I have the time, but I find that Heidegger's musings, especially re opening up that "clearing", work best for me after a few Damrak gins, straight up with a twist... :drunk:
 
For the uninitiated, 'opacity' is/was his byword. His later work, after WWII, was much more accessible.
The West owes much of its philosophical weltanschauung to the Greco part of the West's cultural debt to its Greco-Judeo-Christian roots. Heidegger was quite the contrarian to that mindset - his essence of "being" was archetypical nihilism, and he opted for the negative side of Hegelian dialectics.

Only in academia....
 
I give you an A for your concern about indigenous Australians, but an F (fail) in respect of your comprehension of what I wrote.
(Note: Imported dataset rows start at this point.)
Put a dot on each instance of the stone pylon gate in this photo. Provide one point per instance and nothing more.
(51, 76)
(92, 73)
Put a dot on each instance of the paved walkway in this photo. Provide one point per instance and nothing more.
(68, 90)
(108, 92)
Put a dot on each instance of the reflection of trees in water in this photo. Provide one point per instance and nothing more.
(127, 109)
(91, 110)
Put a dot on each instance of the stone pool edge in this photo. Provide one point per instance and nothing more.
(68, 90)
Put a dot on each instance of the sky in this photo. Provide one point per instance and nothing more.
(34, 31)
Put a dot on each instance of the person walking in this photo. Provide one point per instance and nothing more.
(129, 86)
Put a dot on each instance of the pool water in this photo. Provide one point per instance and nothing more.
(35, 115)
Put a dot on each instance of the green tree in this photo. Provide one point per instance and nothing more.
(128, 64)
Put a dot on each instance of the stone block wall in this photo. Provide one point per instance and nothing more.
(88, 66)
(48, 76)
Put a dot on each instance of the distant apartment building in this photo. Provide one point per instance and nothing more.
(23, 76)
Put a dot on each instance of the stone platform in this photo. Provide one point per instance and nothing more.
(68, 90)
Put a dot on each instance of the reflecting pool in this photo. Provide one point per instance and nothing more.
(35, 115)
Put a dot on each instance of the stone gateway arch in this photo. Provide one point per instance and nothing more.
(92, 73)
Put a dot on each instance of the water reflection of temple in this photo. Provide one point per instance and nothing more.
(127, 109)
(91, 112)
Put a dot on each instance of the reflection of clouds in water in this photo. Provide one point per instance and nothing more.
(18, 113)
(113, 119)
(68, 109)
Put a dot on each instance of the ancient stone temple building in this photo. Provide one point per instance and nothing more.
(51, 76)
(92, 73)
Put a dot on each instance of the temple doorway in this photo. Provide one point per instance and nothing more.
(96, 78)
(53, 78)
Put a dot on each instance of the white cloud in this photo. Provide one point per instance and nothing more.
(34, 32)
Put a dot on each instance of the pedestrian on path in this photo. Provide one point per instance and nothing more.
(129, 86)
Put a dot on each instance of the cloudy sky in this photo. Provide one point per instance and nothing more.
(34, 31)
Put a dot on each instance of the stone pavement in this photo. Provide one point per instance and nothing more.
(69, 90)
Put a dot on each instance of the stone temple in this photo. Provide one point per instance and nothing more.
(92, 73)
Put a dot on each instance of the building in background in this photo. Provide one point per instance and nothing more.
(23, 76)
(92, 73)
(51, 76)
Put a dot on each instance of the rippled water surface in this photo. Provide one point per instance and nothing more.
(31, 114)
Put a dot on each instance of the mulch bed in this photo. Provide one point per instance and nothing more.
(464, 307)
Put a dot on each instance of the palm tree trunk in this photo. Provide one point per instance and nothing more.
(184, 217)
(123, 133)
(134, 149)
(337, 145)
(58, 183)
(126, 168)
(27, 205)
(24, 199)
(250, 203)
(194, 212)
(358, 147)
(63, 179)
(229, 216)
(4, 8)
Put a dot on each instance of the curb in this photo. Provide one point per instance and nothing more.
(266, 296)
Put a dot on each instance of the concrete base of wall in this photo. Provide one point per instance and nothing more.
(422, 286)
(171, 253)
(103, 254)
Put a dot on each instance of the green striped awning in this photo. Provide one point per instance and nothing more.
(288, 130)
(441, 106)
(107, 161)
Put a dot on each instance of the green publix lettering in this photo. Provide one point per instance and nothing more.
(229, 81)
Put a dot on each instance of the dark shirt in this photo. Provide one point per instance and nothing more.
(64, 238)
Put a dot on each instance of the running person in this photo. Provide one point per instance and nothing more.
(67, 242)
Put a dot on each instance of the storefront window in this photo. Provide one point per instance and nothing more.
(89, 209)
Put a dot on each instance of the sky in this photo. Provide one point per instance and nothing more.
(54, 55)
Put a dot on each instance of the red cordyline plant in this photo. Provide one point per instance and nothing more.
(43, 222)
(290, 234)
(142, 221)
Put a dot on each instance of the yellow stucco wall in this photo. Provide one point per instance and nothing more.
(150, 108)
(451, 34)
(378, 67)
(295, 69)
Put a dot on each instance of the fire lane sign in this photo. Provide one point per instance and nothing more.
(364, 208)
Your comment about communists (presumably referring to Derrida's deconstruction theme) misses the point - deconstruction is a cultural Marxist philosophy which dealt with a much broader subject and has nothing to do with specific voting rights/relevant legislation per se.

And on the voting, 1964 was 2 generations ago. Your comment nicely illustrates my observations about judging history by today's standards. The legislation of those times (not only in Oz but also in the USA) reflected the mandate of the government of the day (left or right). We may agree or disagree, but that was then and this is now. That was my point. You missed it entirely.

no i got your point and its pure bullshit, There is no reinvention on this issue. Your BS essay attempts to suggest that the racism that was prevalent in society 50 years ago is a creation of the left and has no real historic basis, Sadly for you the records actually exist.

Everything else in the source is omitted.